Consider the Level of the Pieces and Exercises Being Assigned
The first step for a teacher to consider before giving an assignment is whether or not the piece or exercise is something the student can achieve in a reasonable amount of time. Students are often discouraged when a piece is too far of a reach in technique or reading ability at their given level, so a teacher must plan accordingly. Overall, students like to simply have songs that they can play well, and the greatest sense of achievement comes from being able to do so confidently. If the student is working towards a goal of playing a piece that is outside of the realm of current ability, that doesn’t mean it can’t be achieved, but maybe that there are other small assignments that can be completed on the way towards this goal, like technique exercises that can prepare them for the upcoming challenge, or more simplified pieces entwined that work toward the goal, thus giving them the background knowledge they will need along the way.
Balancing Long-Term and Short-Term Assignments
Some pieces require more time to master, such as performance pieces that may require memorization or extensive sectional practice. These are great assignments to have running for a longer period of time during lessons, but ensuring that there is still repertoire variation every week is also important. A common mistake amongst music teachers is to assign one difficult piece and only work on that for months during lessons. Appropriately, the student will get bored if this is the only thing done every week, and often, practice will become a chore. Also, if only one long-term assignment is being worked on, overall improvement can be stifled, as teachers will start to see the same habits, a possibly mistakes, continue week to week. We as musicians, and this includes beginning musicians, need a sense of freshness to continue improvement and maintain excitement about their study.
Therefore, balancing small pieces and exercises at any level will keep the pace of the lessons running, and each week, the student will feel that they are progressing and have something new and exciting to practice each week. Short-term assignments that correlate to long term assignments are even better! Say a student has reached a challenge in a long-term piece that is difficult to master. There is always going to be a technique exercise or a short piece they can work on for a couple of weeks that can help outside of the context of the long-term piece.
Establishing the Goal and Purpose of Learning a Piece
If a clear goal is outlined in the beginning process of working on a new piece, the accomplishment of the goal will dictate when it is time to put the piece to rest. The goal may anything from preparing for a certain performance, or even just reaching a tempo marking outlined by the teacher with good continuity. It doesn’t have to be playing a piece at a professional and “perfect” level. Once the goal is achieved, it’s time to move on.

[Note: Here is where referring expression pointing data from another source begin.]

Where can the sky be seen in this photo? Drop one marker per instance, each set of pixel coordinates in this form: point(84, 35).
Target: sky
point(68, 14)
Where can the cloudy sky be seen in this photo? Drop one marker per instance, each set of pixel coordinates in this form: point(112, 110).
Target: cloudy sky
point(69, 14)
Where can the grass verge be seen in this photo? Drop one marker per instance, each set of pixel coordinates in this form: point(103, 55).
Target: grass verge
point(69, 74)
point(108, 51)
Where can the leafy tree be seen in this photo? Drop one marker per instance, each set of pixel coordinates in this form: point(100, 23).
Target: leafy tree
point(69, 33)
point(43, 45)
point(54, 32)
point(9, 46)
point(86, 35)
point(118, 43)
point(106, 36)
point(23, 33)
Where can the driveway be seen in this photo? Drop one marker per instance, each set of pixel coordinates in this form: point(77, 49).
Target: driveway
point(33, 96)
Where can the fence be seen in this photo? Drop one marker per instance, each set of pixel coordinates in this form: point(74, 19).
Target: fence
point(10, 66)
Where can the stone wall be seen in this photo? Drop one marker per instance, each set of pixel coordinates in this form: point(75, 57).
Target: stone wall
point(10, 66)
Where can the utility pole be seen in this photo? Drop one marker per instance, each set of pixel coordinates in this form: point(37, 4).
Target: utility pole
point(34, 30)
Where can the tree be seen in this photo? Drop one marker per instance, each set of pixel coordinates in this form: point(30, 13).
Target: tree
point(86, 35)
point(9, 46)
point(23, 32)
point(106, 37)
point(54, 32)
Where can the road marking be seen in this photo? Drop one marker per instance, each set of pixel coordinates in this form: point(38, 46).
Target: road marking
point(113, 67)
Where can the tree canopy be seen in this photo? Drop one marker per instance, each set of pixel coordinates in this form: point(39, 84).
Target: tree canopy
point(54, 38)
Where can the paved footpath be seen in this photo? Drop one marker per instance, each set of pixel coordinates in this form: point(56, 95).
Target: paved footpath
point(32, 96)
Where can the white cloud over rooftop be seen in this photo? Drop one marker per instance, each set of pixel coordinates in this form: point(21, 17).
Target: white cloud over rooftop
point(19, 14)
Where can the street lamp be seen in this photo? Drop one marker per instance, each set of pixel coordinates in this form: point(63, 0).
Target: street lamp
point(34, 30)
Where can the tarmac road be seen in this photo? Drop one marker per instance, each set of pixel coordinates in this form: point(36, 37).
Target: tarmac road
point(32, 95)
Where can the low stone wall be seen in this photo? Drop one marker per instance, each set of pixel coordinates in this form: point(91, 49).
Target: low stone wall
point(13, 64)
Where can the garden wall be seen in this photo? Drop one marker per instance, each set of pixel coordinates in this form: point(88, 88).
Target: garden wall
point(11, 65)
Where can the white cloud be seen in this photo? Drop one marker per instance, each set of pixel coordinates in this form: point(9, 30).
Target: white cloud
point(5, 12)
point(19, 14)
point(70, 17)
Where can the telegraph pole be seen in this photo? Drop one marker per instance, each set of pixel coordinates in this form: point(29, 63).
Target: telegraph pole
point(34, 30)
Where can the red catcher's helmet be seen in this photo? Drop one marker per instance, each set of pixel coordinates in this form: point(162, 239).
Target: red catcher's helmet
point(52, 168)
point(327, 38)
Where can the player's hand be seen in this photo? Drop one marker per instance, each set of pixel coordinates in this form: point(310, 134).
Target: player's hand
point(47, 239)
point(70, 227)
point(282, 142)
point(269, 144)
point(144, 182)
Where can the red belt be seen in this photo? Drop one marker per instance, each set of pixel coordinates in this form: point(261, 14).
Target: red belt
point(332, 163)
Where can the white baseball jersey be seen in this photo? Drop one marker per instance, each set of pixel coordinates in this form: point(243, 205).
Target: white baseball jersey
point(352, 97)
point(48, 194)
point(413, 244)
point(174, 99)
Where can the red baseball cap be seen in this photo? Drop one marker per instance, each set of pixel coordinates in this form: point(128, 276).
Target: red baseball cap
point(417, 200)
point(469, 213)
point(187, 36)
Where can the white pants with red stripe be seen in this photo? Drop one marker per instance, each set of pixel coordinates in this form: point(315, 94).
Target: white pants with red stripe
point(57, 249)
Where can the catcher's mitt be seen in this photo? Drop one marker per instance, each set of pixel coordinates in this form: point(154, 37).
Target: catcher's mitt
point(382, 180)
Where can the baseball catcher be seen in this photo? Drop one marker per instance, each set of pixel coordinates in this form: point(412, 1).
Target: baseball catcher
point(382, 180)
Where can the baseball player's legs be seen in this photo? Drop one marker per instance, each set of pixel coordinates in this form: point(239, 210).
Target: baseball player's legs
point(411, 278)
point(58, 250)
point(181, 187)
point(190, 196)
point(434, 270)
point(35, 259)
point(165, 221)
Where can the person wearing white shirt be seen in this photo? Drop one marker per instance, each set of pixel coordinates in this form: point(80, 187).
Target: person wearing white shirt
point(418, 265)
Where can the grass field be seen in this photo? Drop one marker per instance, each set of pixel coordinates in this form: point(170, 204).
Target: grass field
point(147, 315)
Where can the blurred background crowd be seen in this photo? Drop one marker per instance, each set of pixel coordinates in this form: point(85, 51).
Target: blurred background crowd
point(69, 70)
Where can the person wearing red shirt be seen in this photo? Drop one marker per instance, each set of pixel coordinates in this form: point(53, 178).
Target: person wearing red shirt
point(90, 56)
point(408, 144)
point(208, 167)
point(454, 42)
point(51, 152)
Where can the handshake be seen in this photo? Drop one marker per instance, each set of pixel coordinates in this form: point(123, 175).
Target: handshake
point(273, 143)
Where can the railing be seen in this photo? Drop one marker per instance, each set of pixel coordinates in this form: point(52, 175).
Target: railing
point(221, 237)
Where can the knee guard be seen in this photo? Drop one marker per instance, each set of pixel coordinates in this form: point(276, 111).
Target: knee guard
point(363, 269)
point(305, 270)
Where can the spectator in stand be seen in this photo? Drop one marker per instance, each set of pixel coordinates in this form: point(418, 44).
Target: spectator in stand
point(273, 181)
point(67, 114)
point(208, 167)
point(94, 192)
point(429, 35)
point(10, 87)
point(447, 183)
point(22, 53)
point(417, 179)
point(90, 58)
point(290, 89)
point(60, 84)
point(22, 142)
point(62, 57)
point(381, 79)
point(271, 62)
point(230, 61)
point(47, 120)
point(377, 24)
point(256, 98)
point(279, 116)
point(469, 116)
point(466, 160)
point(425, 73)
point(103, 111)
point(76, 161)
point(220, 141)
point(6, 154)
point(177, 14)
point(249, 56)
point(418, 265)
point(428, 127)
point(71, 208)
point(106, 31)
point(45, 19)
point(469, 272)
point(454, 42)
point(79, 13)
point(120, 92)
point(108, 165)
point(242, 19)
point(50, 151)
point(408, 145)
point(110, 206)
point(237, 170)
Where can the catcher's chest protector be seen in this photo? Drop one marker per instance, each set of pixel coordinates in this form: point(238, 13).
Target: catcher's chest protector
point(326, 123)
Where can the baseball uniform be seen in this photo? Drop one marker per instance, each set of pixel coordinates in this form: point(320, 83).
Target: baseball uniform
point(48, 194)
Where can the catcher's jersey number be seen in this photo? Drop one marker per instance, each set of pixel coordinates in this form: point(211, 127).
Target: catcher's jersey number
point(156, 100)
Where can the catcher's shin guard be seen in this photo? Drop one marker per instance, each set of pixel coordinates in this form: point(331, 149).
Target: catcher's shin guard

Keep your students from becoming bored in lessons by making sure there is variation in the assignments they see each week. Some pieces definitely require more time to prepare than others, but it is in the best interest of the student and teacher to never spend all of the lesson time for several consecutive weeks working on only one thing. Making sure that students have plenty of achievable songs and exercises to be learned on a short-term basis makes learning an instrument fun, and in doing so, long-term goals are more easily achieved.